Next year will be one of the most difficult in the process of absorbing Credit Suisse into UBS Group AG due to the “sticky” costs involved before the two lenders are legally fused, UBS Chairman Colm Kelleher said.
“When you do an integration as massively complicated, the easy part of the initial job loss is when you get rid of headcount,” Kelleher said at the FT Global Banking Summit in London on Tuesday. The bank has “over-delivered” on the integration so far, he said.
The Swiss bank continues to make progress on a multi-year integration and restructuring of its former rival which it acquired in an emergency rescue in March. The integration comes with a raft of potential difficulties from closing out positions to managing the legal liabilities inherited from Credit Suisse.

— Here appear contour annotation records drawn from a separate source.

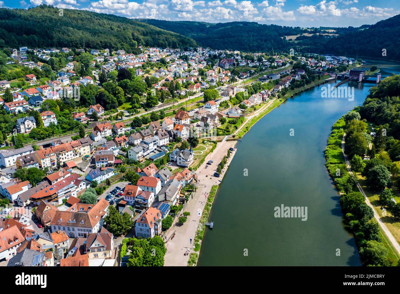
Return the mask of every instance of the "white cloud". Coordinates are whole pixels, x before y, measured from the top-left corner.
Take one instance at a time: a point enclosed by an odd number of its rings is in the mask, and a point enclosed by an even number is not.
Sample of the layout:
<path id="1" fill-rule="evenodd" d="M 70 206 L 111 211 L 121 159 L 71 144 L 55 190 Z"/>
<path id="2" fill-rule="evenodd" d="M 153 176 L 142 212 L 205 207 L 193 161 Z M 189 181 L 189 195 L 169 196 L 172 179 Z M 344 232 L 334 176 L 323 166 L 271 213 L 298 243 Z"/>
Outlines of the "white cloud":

“We have to shut down all of Credit Suisse’s legal entities, transfer all of that data across before we can even get rid of those control-functions and the associated costs,” he said.
“In 2024 we are very focused on making sure that we merge the parent banks legally and effectively, decommission what was Credit Suisse AG, merge the big subsidiaries,” Kelleher said. “And that will then allow us to tackle the issue of cost.”
UBS stock will be “totally revalued” in five years’ time if the integration of Credit Suisse is handled successfully, Kelleher said.
The Zurich-based bank posted a net loss of $785 million for the three months to September, its first quarterly loss in almost six years, as costs to absorb Credit Suisse came in at $2 billion. At the same time the bank reported stronger-than-expected client inflows in its wealth-management business, boosted by the first signs of stabilization at Credit Suisse.
This article was provided by Bloomberg News.